Se a pessoa age de boa fé com você, ela pode até cometer erros, erros são humanos. Se você percebe que existe alguma coisa acontecendo e que poderia ser evitada, mas não está sendo, conscientemente, então aí demoliu sua confiança completamente. E, muitas vezes, você percebe exatamente isso. Por interesses outros, por outras necessidades, ou vontades, ou interesses, ou pressões internas você pode agir de uma forma inapropriada. Inapropriada não é erro, não [...] Mas se você tiver dentro do projeto, você perceber que isso está acontecendo, é uma coisa que quebra a relação de confiança, porque você está vendo que está varrendo pra debaixo do tapete uma sujeira que vai aparecer depois (Cliente C, entrevista em 27.12.06. Grifo nosso).

Episódios de auto-proteção do cliente em relação à sua equipe abalam o processo de construção da confiança e geram comportamentos de precaução de uma das partes em relação ao outro. A consultora aponta esta experiência junto a um cliente:

Uma vez aconteceu uma situação que foi muito desconfortável. Nós combinamos uma coisa e ele tinha que demitir um empregado. Na conversa com o empregado ele resolveu não demitir e aí disse ao empregado que fui eu que recomendei. [...] Mas aí no dia seguinte eu disse: “bem, veja, não ajudou porque eu vou continuar trabalhando com o rapaz, e ajudou a você? Com ele, com seu gerente? então se a gente puder tirar uma lição daqui, será que dá pra tirar uma lição?” Aí ele disse: “não deve acontecer isso”. Ainda hoje, eu sou mais atenta a ele, mais atenta. Ele já avançou em algumas coisas, eu espero que ele tenha tirado a lição, mas eu estou sempre prestando atenção (Consultora B, entrevista em 03.11.06. Grifo nosso).
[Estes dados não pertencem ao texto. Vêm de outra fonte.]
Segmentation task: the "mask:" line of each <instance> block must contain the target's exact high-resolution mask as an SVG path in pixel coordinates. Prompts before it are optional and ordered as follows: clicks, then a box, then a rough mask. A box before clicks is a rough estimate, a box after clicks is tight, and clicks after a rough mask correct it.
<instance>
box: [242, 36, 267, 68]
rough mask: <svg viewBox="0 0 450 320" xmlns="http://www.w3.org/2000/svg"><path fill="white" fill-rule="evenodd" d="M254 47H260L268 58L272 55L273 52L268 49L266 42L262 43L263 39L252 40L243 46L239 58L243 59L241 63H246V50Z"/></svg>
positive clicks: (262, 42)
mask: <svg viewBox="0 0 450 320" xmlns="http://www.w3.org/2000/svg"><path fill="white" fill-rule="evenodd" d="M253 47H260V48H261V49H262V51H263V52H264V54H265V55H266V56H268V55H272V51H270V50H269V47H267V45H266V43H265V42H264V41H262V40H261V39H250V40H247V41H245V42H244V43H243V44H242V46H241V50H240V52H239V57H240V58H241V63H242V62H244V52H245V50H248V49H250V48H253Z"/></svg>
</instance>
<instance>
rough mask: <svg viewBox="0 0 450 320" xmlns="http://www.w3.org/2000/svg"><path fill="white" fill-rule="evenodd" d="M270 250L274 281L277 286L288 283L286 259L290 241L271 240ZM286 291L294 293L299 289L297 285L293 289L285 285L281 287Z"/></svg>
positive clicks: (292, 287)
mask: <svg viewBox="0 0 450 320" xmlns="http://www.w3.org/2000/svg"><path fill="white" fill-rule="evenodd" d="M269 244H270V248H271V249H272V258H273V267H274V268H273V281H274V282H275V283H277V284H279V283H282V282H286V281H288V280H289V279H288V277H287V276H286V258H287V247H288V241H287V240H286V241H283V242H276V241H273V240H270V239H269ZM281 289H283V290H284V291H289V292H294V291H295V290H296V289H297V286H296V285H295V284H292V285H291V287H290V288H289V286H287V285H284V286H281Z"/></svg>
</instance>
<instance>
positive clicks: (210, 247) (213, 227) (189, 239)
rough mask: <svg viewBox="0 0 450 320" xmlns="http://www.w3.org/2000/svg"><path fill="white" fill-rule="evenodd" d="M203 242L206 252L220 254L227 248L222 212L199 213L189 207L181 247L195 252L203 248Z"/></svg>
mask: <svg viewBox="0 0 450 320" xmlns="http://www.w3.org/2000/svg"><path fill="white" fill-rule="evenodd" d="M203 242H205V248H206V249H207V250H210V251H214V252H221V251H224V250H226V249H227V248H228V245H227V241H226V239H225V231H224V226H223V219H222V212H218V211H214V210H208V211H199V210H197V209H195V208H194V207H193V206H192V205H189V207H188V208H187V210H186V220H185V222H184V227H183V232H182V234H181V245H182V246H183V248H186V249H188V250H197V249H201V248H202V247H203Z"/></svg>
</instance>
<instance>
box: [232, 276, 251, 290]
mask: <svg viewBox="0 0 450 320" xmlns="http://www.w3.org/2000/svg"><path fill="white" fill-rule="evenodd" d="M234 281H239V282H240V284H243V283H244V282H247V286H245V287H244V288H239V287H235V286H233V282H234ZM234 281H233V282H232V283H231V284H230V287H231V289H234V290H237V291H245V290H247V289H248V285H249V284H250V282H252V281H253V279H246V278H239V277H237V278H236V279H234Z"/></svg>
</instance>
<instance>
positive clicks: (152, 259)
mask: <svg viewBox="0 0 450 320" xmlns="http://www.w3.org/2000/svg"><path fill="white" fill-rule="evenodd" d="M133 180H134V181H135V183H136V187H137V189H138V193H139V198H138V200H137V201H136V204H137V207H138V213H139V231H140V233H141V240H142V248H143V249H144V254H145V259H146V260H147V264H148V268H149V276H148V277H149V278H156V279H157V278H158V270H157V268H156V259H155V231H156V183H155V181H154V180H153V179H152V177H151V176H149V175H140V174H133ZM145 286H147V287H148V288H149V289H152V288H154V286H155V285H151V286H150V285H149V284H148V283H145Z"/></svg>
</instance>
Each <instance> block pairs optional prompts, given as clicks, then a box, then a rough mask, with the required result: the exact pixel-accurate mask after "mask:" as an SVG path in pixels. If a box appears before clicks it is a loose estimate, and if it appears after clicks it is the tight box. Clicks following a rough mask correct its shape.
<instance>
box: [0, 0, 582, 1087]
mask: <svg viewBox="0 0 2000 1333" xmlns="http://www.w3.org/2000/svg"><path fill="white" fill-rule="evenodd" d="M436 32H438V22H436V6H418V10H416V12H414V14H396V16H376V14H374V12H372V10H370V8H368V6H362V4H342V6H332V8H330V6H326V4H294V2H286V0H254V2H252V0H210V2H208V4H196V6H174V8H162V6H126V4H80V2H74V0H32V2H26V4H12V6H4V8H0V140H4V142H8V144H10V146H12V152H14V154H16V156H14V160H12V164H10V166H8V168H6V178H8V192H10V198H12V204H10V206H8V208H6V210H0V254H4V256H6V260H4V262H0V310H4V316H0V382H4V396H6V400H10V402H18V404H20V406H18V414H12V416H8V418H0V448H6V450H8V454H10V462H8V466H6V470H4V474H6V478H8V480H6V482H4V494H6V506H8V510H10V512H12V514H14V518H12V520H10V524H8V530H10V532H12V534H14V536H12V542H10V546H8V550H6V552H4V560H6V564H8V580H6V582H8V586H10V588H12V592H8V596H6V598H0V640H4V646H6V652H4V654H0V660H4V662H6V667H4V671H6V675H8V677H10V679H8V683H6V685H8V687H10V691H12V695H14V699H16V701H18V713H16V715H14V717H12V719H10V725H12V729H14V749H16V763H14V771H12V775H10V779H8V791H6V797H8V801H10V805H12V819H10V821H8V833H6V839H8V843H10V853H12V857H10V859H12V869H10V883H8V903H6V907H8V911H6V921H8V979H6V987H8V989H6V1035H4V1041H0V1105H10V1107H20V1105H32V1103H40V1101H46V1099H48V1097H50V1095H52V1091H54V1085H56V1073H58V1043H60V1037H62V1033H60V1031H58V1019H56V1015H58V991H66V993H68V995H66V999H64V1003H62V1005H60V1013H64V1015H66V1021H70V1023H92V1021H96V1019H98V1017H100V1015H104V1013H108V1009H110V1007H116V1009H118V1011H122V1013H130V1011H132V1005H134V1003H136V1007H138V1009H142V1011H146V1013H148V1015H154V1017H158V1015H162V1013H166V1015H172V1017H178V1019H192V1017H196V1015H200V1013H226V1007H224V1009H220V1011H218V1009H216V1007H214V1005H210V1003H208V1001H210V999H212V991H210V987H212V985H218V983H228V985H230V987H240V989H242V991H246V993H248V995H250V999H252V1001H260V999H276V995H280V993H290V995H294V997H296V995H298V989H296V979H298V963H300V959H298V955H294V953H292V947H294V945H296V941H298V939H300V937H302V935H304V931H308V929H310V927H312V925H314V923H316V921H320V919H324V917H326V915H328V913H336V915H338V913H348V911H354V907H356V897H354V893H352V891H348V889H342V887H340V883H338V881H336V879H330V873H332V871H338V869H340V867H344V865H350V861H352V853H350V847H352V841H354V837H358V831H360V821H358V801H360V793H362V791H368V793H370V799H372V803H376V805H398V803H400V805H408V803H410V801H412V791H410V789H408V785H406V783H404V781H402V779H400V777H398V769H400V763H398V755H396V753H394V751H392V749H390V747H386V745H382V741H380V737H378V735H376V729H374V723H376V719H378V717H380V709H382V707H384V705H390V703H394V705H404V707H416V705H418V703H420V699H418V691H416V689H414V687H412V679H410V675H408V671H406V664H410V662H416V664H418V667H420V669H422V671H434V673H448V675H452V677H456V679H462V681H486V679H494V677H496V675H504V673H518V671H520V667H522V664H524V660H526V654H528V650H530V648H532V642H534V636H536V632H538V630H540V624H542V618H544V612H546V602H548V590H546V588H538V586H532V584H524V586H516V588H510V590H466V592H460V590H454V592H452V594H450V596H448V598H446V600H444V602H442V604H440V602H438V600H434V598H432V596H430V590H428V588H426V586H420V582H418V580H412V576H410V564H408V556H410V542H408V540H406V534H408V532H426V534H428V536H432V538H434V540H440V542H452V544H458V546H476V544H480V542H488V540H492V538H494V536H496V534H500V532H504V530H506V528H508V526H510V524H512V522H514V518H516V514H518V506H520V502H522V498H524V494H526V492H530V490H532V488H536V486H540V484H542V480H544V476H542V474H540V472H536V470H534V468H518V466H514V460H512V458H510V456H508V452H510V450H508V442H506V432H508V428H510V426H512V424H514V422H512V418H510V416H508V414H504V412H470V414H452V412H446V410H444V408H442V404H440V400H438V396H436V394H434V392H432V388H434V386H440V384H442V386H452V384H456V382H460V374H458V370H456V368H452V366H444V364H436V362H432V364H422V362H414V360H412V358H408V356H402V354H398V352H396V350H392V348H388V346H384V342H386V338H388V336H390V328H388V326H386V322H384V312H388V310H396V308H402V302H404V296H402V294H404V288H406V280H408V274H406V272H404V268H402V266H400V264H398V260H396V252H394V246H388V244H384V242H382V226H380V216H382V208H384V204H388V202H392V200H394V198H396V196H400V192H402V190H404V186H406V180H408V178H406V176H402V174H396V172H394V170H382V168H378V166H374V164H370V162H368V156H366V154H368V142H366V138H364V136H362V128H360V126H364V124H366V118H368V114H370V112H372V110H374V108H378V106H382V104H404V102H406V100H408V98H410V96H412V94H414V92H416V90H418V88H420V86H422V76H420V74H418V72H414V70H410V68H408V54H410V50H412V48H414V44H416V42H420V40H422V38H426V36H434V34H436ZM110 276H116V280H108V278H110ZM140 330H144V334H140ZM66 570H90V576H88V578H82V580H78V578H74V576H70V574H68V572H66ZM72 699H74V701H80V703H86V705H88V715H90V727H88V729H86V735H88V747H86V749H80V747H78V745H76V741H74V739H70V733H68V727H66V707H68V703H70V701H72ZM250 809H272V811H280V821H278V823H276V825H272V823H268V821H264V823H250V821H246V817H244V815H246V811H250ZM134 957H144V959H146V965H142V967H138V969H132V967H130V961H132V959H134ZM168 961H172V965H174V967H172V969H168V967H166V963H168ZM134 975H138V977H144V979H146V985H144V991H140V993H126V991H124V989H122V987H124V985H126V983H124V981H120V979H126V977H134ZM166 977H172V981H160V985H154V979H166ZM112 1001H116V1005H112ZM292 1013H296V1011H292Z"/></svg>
Esta experiência pode acontecer com o próprio consultor, ao executar tarefas operacionais junto à equipe do cliente numa tentativa de proteger-se e ao seu trabalho, no momento da prestação de contas junto ao comitê, mantendo-se competente no desempenho do papel legitimado pelo cliente. A consultora relata esta experiência em um dos contratos:

[...] como eu estou há três anos lá, então é inevitável, eu bem que tento me policiar, mas eu comecei, em alguns momentos, a me envolver com o operacional. [...] em alguns momentos quando eu estava percebendo que alguém não estava dando conta, aí eu consultava esse alguém e eu dizia: “você quer? Eu posso lhe dar um suporte nisso, porque a gente tem um prazo, o deadline está escrito, a gente está pondo em risco comprometer o cronograma da gente”. Mas o que é que eu queria? Eu queria primeiro salvaguardar minha imagem e o compromisso com o produto que eu estou gerando pra ele. Segundo: não apontar ninguém como o gargalo que é desconfortável (Consultora D, entrevista em 14.11.06. Grifo nosso).

Neste relato, a não revelação daqueles que “não estavam dando conta”, configura-se como mecanismo importante de manter as alianças conquistadas junto a estas pessoas, que garantirão o êxito nas próximas etapas do trabalho. Neste momento, a confiança entre o consultor e o cliente pode ser abalada pelo não cumprimento das cláusulas contratuais que garantem a entrega dos “produtos” acordados.